As I recall, the confusion/inconsistencies about game covers started when someone renamed the USA cover pack by changing the region letter from the game ID to make a PAL cover pack... some games didn't match because the publisher was different for NTSC and PAL. That's when removing the last two digits seemed like a good idea, so that covers would match the games.
One of the advantages of trying to be compatible with the MAME listXML format, is that the main XML element for each game will contain the full name, including version number, which allows for multiple versions (1.0, 1.1) of the same game with the same game ID.
If the publisher's code from the game ID is consistent (and it should unless there was a mistake by Nintendo or the publisher), adding the publisher will only add to the bloat factor. (actually, I'd like to call the file "bloatii.xml"
) The publisher field could remain as optional, and the loaders would still have the info from the ID if the publisher field is missing. Maybe it should only be included if the code is known to be wrong, I really don't know...
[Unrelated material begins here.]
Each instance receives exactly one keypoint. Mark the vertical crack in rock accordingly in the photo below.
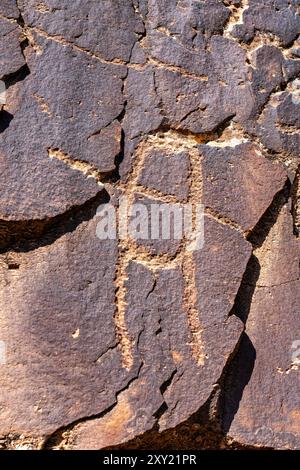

The format is XML so it will be easy for people who want a faster loading time to remove the content they don't need. As you said, a script could be made.
About the project's long term goal, I'm not sure it will be used by No-Intro or redump.org, because all checksums would need to be verified, twice.
If there is no way to tell if a checksum has been confirmed, there is little use in the long run. Maybe it could still be useful to them as a point of reference, I'm not sure. To be able to confirm checksums such a project needs an official maintainer and not a wiki-like access for everybody, or a forum with a team reviewing new entries. There are already such sites, and I think it would be best to join forces. The idea is to get a more complete database, instead of having on one hand the checksum oriented dats and on the other hand the game collection oriented databases (Offlinelist, and online game lists).
Ideally, there could be different groups, working on the same database... I'd like to avoid starting a separate project.
If it is a separate project and it is picked up at some point as a way to add more information to their dat, it will have been useful to some extent, but if it is part of a bigger project it will be useful right from the start, supported by more people and with a content growing faster.
I'll try to see if there is interest from those groups in going in this direction, and if not this will just be another project.